One of the exceptions is Asia, which has developed has a strong culture of mask use, both in medical settings and in public venues, largely as a result of the SARS epidemic in 2003, Bartlett said.
"Those people did whatever they could to try to prevent SARS," he recalled. "If it turned out that the H1N1 virus became more virulent and started to be a really serious disease, then people would be much more fastidious about how they used the disease prevention tools."
The CDC recommends that people who are ill with suspected or confirmed H1N1 flu wear face masks when at home around family members, in healthcare settings, at school until they can be taken home, and when it's necessary for them to be out and about.
However, the only high-level evidence for efficacy of masks in the community was a trial from Hong Kong -- published online last month in the Annals of Internal Medicine -- involving flu patients who were randomized to hand hygiene alone or in combination with surgical masks.
Compared with controls, employing hand hygiene alone or with face masks tended to reduce transmission of the flu to those living in the same house, but not significantly so.
However, when these interventions were initiated within 36 hours of symptom onset, face masks plus hand hygiene reduced risk of transmission by a very significant 67%.

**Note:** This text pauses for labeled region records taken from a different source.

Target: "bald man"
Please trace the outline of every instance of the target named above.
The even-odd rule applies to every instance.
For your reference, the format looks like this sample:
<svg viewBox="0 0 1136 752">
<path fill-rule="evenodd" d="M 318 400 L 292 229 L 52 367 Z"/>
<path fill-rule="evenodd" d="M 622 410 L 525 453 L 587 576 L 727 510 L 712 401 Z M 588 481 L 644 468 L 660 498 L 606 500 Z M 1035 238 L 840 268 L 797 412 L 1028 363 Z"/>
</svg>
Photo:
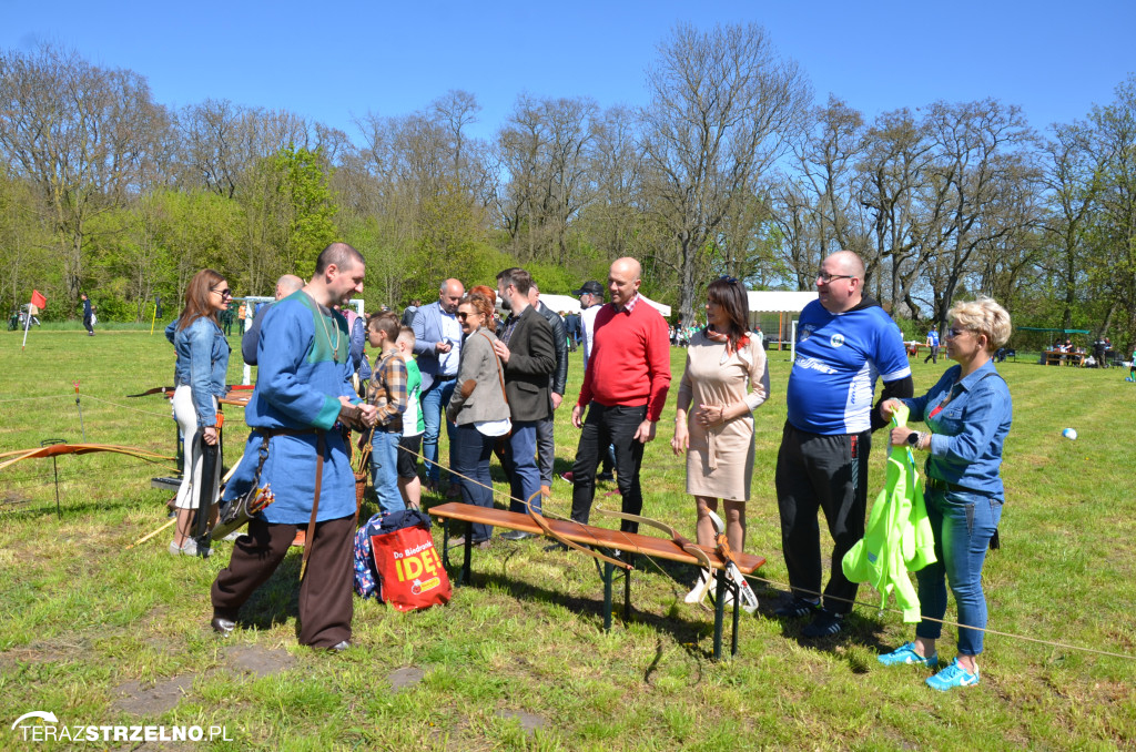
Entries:
<svg viewBox="0 0 1136 752">
<path fill-rule="evenodd" d="M 437 437 L 442 433 L 445 406 L 453 394 L 458 377 L 458 361 L 461 357 L 461 324 L 458 323 L 458 303 L 466 294 L 460 279 L 446 279 L 437 291 L 437 302 L 423 306 L 415 315 L 415 354 L 423 375 L 421 408 L 423 457 L 426 460 L 426 490 L 438 492 L 442 471 L 437 466 Z M 453 446 L 452 426 L 446 423 L 446 435 Z M 450 452 L 453 467 L 453 452 Z M 458 490 L 457 484 L 452 485 Z"/>
<path fill-rule="evenodd" d="M 285 274 L 276 281 L 276 300 L 281 301 L 303 287 L 303 279 L 294 274 Z M 260 324 L 265 320 L 265 315 L 272 306 L 261 306 L 257 311 L 257 317 L 252 319 L 252 325 L 244 333 L 241 340 L 241 357 L 250 366 L 257 365 L 257 345 L 260 344 Z"/>
<path fill-rule="evenodd" d="M 608 271 L 611 302 L 595 315 L 595 339 L 571 410 L 573 425 L 582 429 L 573 466 L 571 518 L 578 523 L 587 523 L 595 468 L 609 444 L 616 450 L 623 510 L 630 515 L 643 510 L 643 445 L 654 440 L 667 402 L 670 341 L 667 321 L 638 293 L 641 275 L 638 261 L 617 259 Z M 635 533 L 638 525 L 624 520 L 620 529 Z"/>
<path fill-rule="evenodd" d="M 871 401 L 912 395 L 903 336 L 879 303 L 863 295 L 864 268 L 852 251 L 826 258 L 817 273 L 817 298 L 801 311 L 796 359 L 790 371 L 788 419 L 777 454 L 782 548 L 792 596 L 774 609 L 784 618 L 811 616 L 805 637 L 841 632 L 857 584 L 842 561 L 863 537 L 868 507 L 868 450 L 879 428 Z M 878 424 L 878 425 L 877 425 Z M 828 585 L 820 604 L 820 528 L 825 512 L 833 536 Z"/>
</svg>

Although the entire benefit can't be attributed to face masks, the results suggest masks may make a difference, MacIntyre said.
Because exposure to pathogens is typically much lower for the general public than for healthcare workers, "surgical masks may be enough in the community," she said.

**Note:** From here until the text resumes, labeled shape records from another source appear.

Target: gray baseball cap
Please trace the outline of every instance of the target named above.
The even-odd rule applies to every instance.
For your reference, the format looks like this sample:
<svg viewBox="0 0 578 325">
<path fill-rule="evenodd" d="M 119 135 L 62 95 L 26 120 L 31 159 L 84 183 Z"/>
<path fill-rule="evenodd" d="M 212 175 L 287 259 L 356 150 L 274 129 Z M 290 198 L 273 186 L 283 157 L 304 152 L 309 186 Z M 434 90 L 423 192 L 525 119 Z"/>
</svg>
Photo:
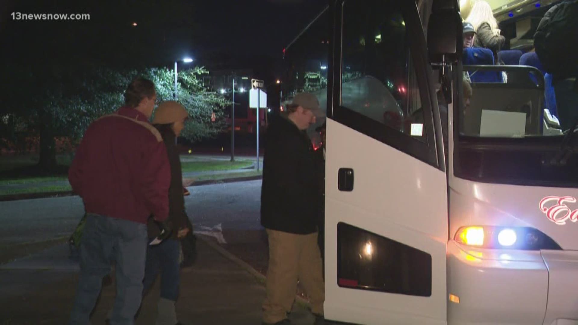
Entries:
<svg viewBox="0 0 578 325">
<path fill-rule="evenodd" d="M 321 110 L 317 96 L 310 93 L 297 94 L 295 97 L 293 97 L 291 104 L 298 105 L 305 109 L 308 109 L 317 117 L 325 117 L 325 112 Z"/>
<path fill-rule="evenodd" d="M 476 30 L 473 29 L 473 25 L 467 21 L 464 21 L 462 24 L 464 25 L 464 34 L 466 33 L 473 33 L 476 34 Z"/>
</svg>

Rupp agreed, saying he takes a "better safe than sorry" approach. His medical center asks patients with potentially droplet-mediated infections to put on a surgical mask.

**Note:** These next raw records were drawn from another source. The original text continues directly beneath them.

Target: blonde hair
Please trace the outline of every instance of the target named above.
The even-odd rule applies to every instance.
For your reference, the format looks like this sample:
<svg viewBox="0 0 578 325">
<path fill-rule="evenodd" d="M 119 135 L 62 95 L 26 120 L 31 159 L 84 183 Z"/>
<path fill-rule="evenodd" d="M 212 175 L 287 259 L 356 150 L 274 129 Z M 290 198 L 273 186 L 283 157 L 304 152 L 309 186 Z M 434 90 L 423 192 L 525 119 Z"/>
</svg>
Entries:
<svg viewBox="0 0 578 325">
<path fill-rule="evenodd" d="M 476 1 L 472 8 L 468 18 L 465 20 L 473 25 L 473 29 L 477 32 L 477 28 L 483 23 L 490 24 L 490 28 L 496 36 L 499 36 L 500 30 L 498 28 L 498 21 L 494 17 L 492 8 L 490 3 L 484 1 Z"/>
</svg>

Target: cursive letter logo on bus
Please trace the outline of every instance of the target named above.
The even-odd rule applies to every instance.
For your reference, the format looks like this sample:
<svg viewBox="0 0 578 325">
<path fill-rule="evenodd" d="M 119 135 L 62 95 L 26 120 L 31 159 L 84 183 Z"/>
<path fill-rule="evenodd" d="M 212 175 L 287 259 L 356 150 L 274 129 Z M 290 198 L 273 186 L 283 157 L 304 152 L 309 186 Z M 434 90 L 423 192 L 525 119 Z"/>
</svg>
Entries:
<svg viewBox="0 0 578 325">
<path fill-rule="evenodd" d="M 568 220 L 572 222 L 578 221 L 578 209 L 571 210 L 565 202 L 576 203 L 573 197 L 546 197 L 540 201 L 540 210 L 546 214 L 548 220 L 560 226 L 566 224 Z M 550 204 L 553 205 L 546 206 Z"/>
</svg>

"There probably isn't a whole lot of extensive study on the use of this in clinical situation," Rupp said. "We do think it's a pretty obvious way somebody can go about containing their secretions."
N95 masks would likely provide even more protection, MacIntyre said, but there's is fairly clear consensus that they would be intolerable for someone with a respiratory illness.
"They are relatively difficult to breath through; they can be associated also with feelings of claustrophobia and kind of a suffocating sensation," Rupp added. "It's difficult enough to get them to wear a loose fitting and relatively comfortable surgical mask."
Practical Masking
Practical issues such as compliance and supply have been part of the argument for use of surgical masks rather than N95 respirators in most clinical settings.
In a New England Journal of Medicine perspective piece last week, several IOM committee members acknowledged that N95 respirators are currently in short supply.
They suggested that healthcare institutions place priority on N95 respirators in the highest-risk areas, "such as enclosed spaces in the respiratory care unit, patients' rooms, and ambulances."
While the IOM was instructed to not take these issues into consideration in its guidelines, a CDC spokesperson said that agency is making them a large factor in revision of its interim guidelines for healthcare worker respiratory protection.
In the end, however, infectious disease specialists always come back to the bigger picture.
Debate over the role of respiratory protection in preventing influenza transmission doesn't "excuse anyone from failing to implement other measures that are known to protect patients and healthcare professionals from influenza," Srinivasan's JAMA editorial concluded.
"Masks and respirators should be considered the 'last line of defense' in a hierarchy of infection control measures."
Handwashing, good etiquette when sneezing and coughing, and staying home when sick are still the keys to preventing spread of infectious disease, it said.
Disclosures
Rupp reported being president of the Society for Healthcare Epidemiology of America but no other conflicts of interest.
MacIntyre reported receiving funding for unrelated, investigator-driven studies from GlaxoSmithKline, CSL Biotherapies, and Wyeth and having been an investigator on a Merck clinical trial.
Bartlett and Srinivasan reported no conflicts of interest.